Wall Street non è contenta dei dazi e ha ragione, ma deve accettare che Main Street ha mandato The Donald alla Casa Bianca. E l'Europa deve essere cauta verso nuovi mercati perché rischia di cadere dalla padella nella brace.
Gli Stati Uniti stanno mettendo in discussione una globalizzazione durata circa trent'anni, in cui l'economia ha creato una ricchezza mai vista prima, grazie a 164 Paesi che aderendo al WTO hanno agevolato oltre il 90% degli scambi. Tutti ne hanno beneficiato ma qualcuno di più. A parità di potere d'acquisto il Pil pro-capite americano ed europeo sono triplicati, mentre quello cinese cresceva di dodici volte. L'economia lasciata libera ha portato le produzioni dov'era più conveniente, tipo fabbricare la Vespa in Vietnam.
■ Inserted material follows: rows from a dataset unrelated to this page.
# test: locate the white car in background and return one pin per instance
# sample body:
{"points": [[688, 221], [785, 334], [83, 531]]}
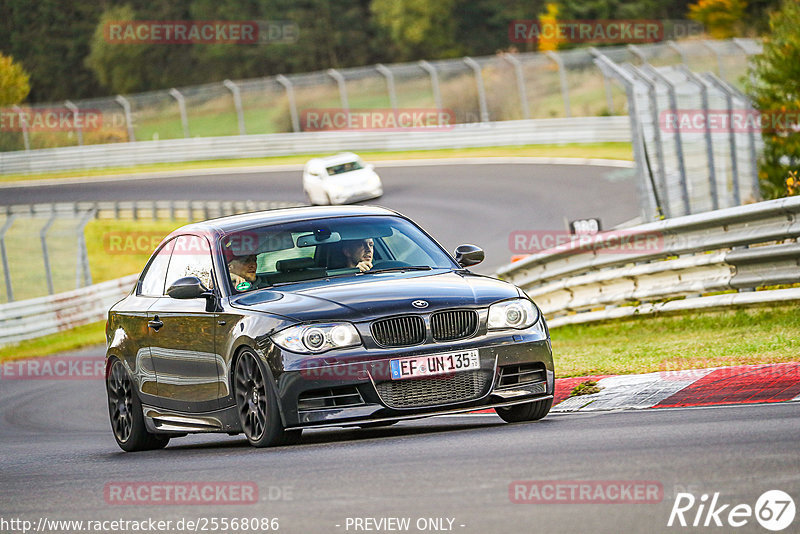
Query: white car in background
{"points": [[340, 179]]}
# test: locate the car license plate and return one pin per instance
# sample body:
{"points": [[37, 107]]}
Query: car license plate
{"points": [[435, 364]]}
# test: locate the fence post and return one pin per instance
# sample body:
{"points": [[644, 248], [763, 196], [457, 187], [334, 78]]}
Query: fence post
{"points": [[174, 93], [523, 97], [384, 70], [126, 107], [484, 110], [673, 104], [287, 84], [650, 202], [82, 271], [562, 75], [237, 102], [78, 130], [45, 255], [713, 80], [720, 68], [7, 275], [677, 48], [652, 97], [431, 70], [336, 75], [23, 122], [712, 174]]}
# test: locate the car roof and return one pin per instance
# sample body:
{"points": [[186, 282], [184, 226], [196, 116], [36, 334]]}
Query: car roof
{"points": [[233, 223], [337, 159]]}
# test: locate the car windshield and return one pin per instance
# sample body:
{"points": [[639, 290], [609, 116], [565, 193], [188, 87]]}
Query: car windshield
{"points": [[342, 168], [324, 248]]}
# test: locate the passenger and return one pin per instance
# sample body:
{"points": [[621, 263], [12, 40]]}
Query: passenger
{"points": [[243, 271], [358, 253]]}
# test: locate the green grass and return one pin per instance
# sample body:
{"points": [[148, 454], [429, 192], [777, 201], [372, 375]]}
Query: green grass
{"points": [[685, 341], [81, 336], [621, 151]]}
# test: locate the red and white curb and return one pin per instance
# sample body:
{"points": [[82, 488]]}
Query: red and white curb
{"points": [[744, 384]]}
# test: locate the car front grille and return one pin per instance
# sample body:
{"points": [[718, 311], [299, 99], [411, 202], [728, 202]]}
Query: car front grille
{"points": [[454, 324], [321, 399], [445, 389], [399, 331], [524, 373]]}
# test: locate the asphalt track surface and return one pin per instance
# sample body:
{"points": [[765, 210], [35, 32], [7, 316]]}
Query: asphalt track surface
{"points": [[461, 203], [58, 455]]}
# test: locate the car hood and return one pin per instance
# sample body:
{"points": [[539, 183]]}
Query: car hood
{"points": [[370, 296]]}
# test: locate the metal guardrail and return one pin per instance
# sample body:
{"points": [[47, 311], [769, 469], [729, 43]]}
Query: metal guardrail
{"points": [[38, 317], [191, 210], [503, 133], [633, 271]]}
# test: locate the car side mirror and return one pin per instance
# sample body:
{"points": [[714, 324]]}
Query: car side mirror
{"points": [[188, 287], [468, 255]]}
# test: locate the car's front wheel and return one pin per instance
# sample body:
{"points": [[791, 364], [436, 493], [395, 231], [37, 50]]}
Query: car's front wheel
{"points": [[531, 411], [125, 412], [257, 404]]}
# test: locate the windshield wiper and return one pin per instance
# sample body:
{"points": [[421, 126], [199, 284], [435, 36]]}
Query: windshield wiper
{"points": [[406, 268]]}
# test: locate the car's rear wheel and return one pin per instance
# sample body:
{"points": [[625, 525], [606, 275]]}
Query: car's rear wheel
{"points": [[531, 411], [125, 412], [257, 404]]}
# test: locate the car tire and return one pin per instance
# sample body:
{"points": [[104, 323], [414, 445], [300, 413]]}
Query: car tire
{"points": [[531, 411], [125, 412], [257, 404]]}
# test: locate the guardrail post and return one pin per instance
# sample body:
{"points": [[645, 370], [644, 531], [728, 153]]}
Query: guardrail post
{"points": [[126, 107], [713, 80], [431, 70], [45, 255], [562, 76], [523, 97], [6, 274], [484, 110], [287, 84], [82, 271], [387, 73], [712, 174], [75, 120], [336, 75], [673, 104], [174, 93], [677, 48], [23, 122], [237, 102]]}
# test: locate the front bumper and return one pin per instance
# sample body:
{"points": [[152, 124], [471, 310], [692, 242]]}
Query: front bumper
{"points": [[364, 386]]}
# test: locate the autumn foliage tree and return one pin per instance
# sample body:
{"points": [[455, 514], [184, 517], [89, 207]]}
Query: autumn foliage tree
{"points": [[775, 90]]}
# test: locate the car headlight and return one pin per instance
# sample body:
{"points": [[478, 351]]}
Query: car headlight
{"points": [[315, 338], [517, 313]]}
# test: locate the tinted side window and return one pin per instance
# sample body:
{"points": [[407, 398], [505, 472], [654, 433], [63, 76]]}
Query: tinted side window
{"points": [[191, 257], [153, 281]]}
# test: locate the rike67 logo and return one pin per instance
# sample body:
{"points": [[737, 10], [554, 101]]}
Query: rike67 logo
{"points": [[774, 510]]}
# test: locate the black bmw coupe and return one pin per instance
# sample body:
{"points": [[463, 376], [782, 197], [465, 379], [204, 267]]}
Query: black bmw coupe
{"points": [[274, 322]]}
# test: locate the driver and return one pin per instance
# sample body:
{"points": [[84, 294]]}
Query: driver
{"points": [[243, 271], [358, 253]]}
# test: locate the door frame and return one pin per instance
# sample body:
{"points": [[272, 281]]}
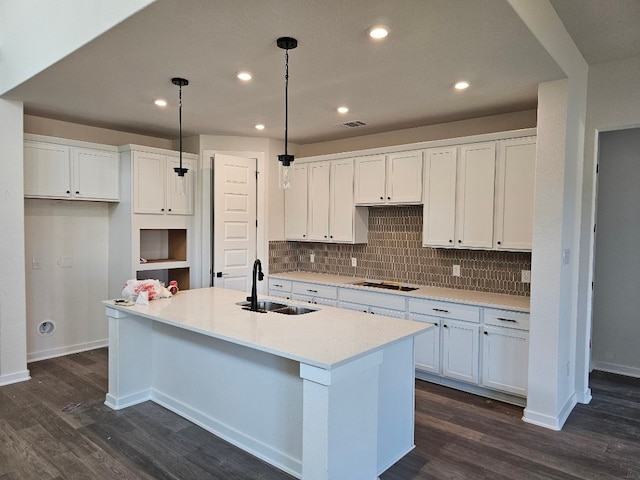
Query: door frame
{"points": [[205, 247]]}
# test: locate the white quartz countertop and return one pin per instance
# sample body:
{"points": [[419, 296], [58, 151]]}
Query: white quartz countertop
{"points": [[471, 297], [326, 338]]}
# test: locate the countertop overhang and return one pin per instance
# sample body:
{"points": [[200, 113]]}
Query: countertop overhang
{"points": [[470, 297], [326, 338]]}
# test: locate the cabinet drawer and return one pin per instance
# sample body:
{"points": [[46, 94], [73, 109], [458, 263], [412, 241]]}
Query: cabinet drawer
{"points": [[506, 318], [315, 290], [455, 311], [279, 285], [373, 299]]}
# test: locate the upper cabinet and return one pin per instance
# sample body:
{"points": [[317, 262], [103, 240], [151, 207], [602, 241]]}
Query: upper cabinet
{"points": [[320, 208], [459, 196], [480, 196], [66, 169], [515, 183], [157, 189], [394, 178], [295, 199]]}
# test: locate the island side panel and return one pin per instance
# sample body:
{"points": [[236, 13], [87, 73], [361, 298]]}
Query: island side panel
{"points": [[396, 413], [340, 427], [130, 359], [250, 398]]}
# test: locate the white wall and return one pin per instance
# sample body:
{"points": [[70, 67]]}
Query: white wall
{"points": [[68, 297], [616, 325], [462, 128], [37, 33], [13, 346], [613, 104], [85, 133]]}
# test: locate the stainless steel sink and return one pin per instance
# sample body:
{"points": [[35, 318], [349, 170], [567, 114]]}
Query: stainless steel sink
{"points": [[265, 306], [386, 286]]}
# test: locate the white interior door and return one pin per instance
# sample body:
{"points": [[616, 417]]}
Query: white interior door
{"points": [[234, 221]]}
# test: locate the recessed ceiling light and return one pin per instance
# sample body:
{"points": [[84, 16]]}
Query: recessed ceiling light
{"points": [[379, 32]]}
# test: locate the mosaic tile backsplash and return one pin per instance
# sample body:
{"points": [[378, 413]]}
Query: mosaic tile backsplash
{"points": [[395, 252]]}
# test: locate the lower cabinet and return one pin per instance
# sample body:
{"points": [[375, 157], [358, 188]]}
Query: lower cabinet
{"points": [[505, 351], [427, 345], [460, 348]]}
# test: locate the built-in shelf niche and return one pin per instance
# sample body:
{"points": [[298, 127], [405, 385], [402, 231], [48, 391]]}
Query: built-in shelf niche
{"points": [[165, 275], [163, 245]]}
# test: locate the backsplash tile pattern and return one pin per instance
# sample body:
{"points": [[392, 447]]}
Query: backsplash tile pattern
{"points": [[395, 252]]}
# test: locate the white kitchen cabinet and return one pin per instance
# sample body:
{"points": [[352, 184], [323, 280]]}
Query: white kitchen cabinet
{"points": [[322, 209], [505, 351], [460, 349], [459, 196], [515, 183], [318, 194], [439, 209], [157, 188], [476, 193], [395, 178], [295, 219], [66, 169], [427, 345]]}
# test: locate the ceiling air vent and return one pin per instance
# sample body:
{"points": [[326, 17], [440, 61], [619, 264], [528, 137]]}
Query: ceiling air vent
{"points": [[352, 124]]}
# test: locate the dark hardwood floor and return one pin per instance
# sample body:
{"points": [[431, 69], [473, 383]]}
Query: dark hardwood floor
{"points": [[56, 426]]}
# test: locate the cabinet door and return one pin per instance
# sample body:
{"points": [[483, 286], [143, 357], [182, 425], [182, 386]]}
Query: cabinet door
{"points": [[295, 199], [404, 177], [95, 174], [46, 170], [341, 206], [318, 208], [427, 345], [180, 189], [460, 347], [370, 180], [515, 179], [149, 171], [476, 180], [439, 197], [505, 359]]}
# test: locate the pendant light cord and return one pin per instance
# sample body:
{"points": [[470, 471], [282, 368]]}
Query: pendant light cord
{"points": [[286, 99], [180, 122]]}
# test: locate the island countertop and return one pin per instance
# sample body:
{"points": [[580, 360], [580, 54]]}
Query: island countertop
{"points": [[326, 338]]}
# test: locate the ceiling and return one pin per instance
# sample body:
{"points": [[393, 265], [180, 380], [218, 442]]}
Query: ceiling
{"points": [[401, 82]]}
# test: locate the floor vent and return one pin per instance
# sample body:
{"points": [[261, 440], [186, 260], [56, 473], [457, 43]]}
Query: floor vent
{"points": [[353, 124]]}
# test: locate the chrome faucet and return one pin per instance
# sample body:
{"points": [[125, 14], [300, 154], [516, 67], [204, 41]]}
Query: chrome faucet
{"points": [[257, 272]]}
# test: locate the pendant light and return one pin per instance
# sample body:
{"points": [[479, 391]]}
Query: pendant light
{"points": [[181, 82], [286, 43]]}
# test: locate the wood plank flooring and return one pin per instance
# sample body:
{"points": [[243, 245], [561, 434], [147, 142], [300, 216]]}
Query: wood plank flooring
{"points": [[56, 427]]}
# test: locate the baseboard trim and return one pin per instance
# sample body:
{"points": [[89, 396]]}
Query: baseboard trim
{"points": [[14, 378], [66, 350], [549, 421], [615, 368]]}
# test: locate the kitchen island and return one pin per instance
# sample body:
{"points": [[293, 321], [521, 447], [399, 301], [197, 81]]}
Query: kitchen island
{"points": [[324, 395]]}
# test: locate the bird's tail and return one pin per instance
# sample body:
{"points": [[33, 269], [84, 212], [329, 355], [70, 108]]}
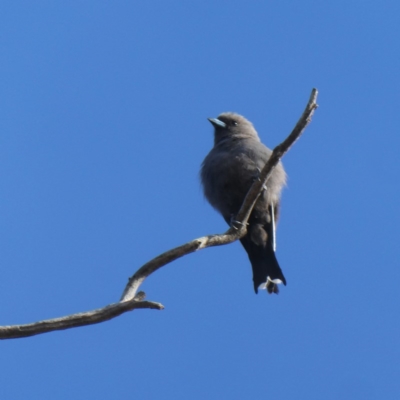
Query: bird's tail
{"points": [[267, 273]]}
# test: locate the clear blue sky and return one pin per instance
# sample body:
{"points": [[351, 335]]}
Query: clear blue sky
{"points": [[103, 129]]}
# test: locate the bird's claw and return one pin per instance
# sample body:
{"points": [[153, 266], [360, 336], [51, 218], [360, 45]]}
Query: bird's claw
{"points": [[237, 223]]}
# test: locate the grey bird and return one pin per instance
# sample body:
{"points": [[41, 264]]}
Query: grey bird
{"points": [[227, 174]]}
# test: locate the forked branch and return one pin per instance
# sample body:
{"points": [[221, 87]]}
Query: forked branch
{"points": [[131, 299]]}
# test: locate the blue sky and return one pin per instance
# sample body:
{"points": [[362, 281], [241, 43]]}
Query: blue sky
{"points": [[103, 130]]}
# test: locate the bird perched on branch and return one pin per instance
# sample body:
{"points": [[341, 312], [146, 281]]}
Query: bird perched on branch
{"points": [[227, 174]]}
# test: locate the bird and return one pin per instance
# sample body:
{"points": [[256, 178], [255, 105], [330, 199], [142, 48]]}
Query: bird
{"points": [[227, 173]]}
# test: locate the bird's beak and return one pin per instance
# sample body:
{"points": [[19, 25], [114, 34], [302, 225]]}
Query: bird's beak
{"points": [[217, 123]]}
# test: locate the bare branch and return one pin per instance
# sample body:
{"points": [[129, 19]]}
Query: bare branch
{"points": [[75, 320], [243, 215], [132, 300]]}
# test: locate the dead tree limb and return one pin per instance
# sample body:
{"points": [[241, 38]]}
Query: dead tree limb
{"points": [[131, 299]]}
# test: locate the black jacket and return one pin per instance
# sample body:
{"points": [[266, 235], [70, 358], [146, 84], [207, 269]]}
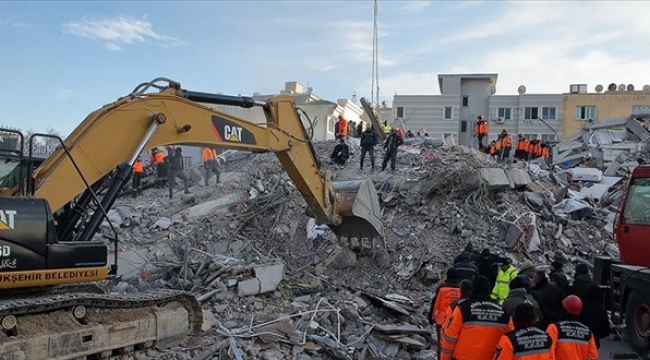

Questo spiega come i dazi americani non vogliano servire l'economia ma la politica che, pur favorendo gli animal spirits, ha il compito di distribuire secondo esigenze sociali la ricchezza prodotta. All'interno con le tasse e all'esterno coi dazi che bilanciano squilibri tra Paesi, quando il lavoro e/o l'energia costano molto meno ovvero ci sono meno vincoli e norme da
rispettare. Da anni sentiamo dire che il mercato va bene ma dev'essere anche governato. Bene, quel governo è arrivato, si chiama dazi. Cos'è, pensavano che fosse indolore?
Certo, è tutto da dimostrare che poi raggiungano l'obiettivo, vista la complessità delle filiere produttive globalizzate e interconnesse. Com'è da verificare la previsione di Fukuyama secondo cui questa «decisione idiota» alla lunga ci porterà alla guerra, replicando quanto accadde un secolo fa col protezionismo. A parte che il politologo aveva pure dichiarato a fine 900 «la fine della storia» che poi non è finita, va ricordato che l'idea aristotelica che la storia si ripeta ciclicamente è stata da tempo sostituita con una visione lineare di sviluppo continuo.
L'Europa, cosa può fare? Intanto, evitare un fallo di reazione che trasformerebbe un problema in un disastro colossale. Poi capire che questi dazi non sono l'idiozia di uno uomo solo, che idiota non è, quanto la risposta, magari poco efficace e certamente dannosa, a tanti squilibri del commercio globale che molti cittadini non vogliono più sopportare. Oggi di là dell'Atlantico: quando anche di qua? Più che reagire, dovremmo forse valutare se anche l'Ue non abbia da aggiustare
qualche rapporto commerciale verso oriente, altro che «via della seta».
L'economia è troppo interconnessa perché la globalizzazione possa davvero finire, ma nemmeno si può credere che prosegua come prima, sostituendo un cliente del Texas con uno del Kerala, che potrebbe non rivelarsi quel goloso boccone che immaginiamo. Eventuali nuovi accordi di scambio non sarebbero certo a senso unico.
Se importano da noi, vorranno che noi importiamo da loro, ma in questa partita la maglia del sistema industriale europeo ha più i colori di quella americana che dei Paesi emergenti, su lavoro, energia e vincoli ambientali: scommettiamo che a loro toccherebbe la metà più grossa?In conclusione, la globalizzazione può essere aggiustata nei suoi squilibri e continuare a creare ricchezza, forse un po' di meno ma pure con meno mal di pancia. L'alternativa? Meglio non pensarci, molto meglio.